Building the Business Case for Health Equity
Does improving health equity also improve profitability? A trio of health industry experts chewed over that question and many more at a TCB Talks event at the Minneapolis Club on Thursday morning. TCB senior editor Liz Fedor moderated the panel.
Rachel Hardeman, Blue Cross Endowed Professor of Health and Racial Equity at the University of Minnesota School of Public Health, started off the discussion by making a distinction between health equity and equality. Health equity, Hardeman told attendees, is the “state in which everyone has a fair opportunity to be healthy.”
“That’s different from equality, where we are making sure everyone has equal amounts of the same thing,” said Hardeman, who also serves as founding director of the Center for Antiracism Research for Health Equity. “With equity, we’re digging into the fact that not everyone is starting at the same place. Not everyone has the same resources to achieve optimal health.”
Ensuring equitable access to health care involves asking some tough questions, and taking into account the lived experiences of marginalized communities, Hardeman said. It also means looking at the wider historical context of racism in medicine. D’Andre Carpenter, Allina senior VP and enterprise chief nurse executive, reflected on his time at academic health system Jefferson Health in Philadelphia, whose halls still bore the iconography of J. Marion Sims. Though Sims is often referred to as the “father of gynecology,” he experimented on enslaved people without anesthesia.
“It wasn’t until we started to publicly address the iconography of this individual who did not stand with us as a system that we were able to improve our partnerships with community,” Carpenter said. “We can invest significantly in our systems, people, and technology to help advance diversity, equity, inclusion, and belonging, but if we don’t acknowledge the community history that has more often led to institutional trust issues, we’re not doing the service we need to be doing.”
It’s worth noting, too, that health equity efforts aren’t merely theoretical exercises; inequities in health care can literally be a matter of life and death. In the U.S., Black people are about four times likelier to die while giving birth than their white counterparts, Hardeman said.

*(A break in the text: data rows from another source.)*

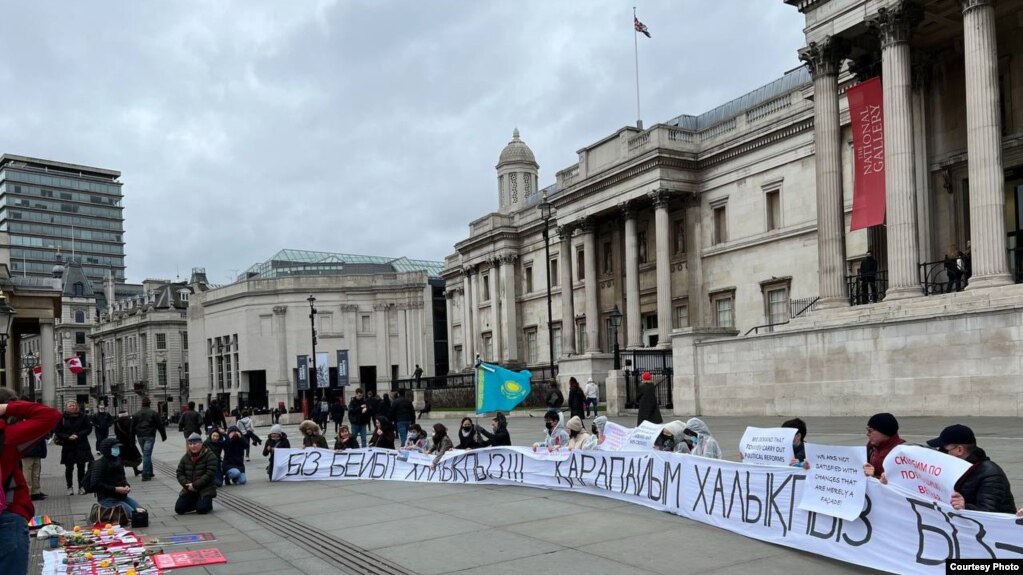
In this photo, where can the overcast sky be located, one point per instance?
(366, 127)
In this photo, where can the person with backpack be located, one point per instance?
(72, 434)
(21, 425)
(106, 479)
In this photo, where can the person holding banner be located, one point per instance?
(983, 487)
(882, 437)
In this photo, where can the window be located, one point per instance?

“It’s racism – not race – that is impacting our ability to achieve health equity,” she said. “It’s not the physical appearance of someone’s skin color that is making them more sick. It’s that we live in a system, a society, and within structures that have marginalized and allocated resources based on how people look, and not necessarily on the notion of equity.”

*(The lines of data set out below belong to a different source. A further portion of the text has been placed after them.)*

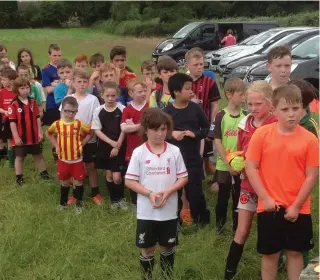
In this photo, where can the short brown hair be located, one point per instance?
(70, 100)
(194, 53)
(168, 64)
(308, 91)
(147, 65)
(81, 57)
(153, 118)
(53, 47)
(79, 73)
(94, 59)
(278, 52)
(10, 74)
(107, 85)
(261, 87)
(106, 67)
(118, 50)
(20, 82)
(64, 63)
(234, 84)
(290, 93)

Fellow panelist Hilary Marden-Resnik, president and CEO of UCare, echoed Hardeman’s comments and noted that “it’s about racism at the very core, more than just about race.” As Marden-Resnik sees it, improving health equity for employees and patients of color ultimately will improve health equity for everyone.
“We’re lifting the boat for everyone,” she said. “It’s not a zero-sum conversation. Everybody does better when everybody does better.”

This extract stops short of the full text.